Search code examples
apache-flinkflink-streaming

Flink common state for all keys in the KeyedProcessFunction


I want to keep a simple value for all states in the KeyedProcessFunction like below;

class StateC() extends KeyedProcessFunction[Long, A, B] {
  var timestamp: Timestamp = _

  override def open(parameters: Configuration): Unit = {
    timestamp = assignCurrentHour()
  }

 override def processElement(item: A, ... ): Unit = {
    val currentHour = now.truncateToHour()
    if (currentHour.after(timestamp)) { 
      timestamp = assignCurrentHour()
    }
   .... 
 }
}

I just want to find that am i in the new hour or not. For that i keep timestamp variable.The value of the timestamp variable is common for all keys in this TaskManager. So I do not need to state for each key.

In this case, timestamp variable will be updated when any event processed by this task manager in the new hour, right?

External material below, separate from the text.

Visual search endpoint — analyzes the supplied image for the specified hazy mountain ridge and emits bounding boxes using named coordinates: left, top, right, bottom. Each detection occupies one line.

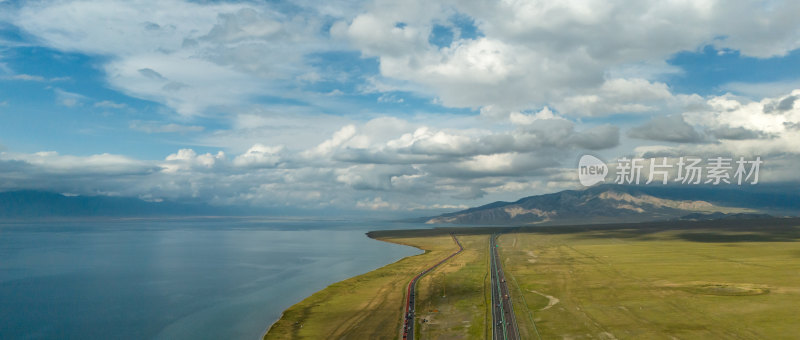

Could it be concurrent modification on the timestamp variable?


Solution

  • The implementation you proposed looks fine (but keep in mind I'm not aware of all of your requirements). Each parallel instance of the KeyedProcessFunction will have its own version of the timestamp, and each will update its timestamp as soon as an event is processed in the new hour. A KeyedProcessFunction is single threaded: you don't have to worry about concurrent updates. (The onTimer method is synchronized with the others; there's nothing to worry about there.)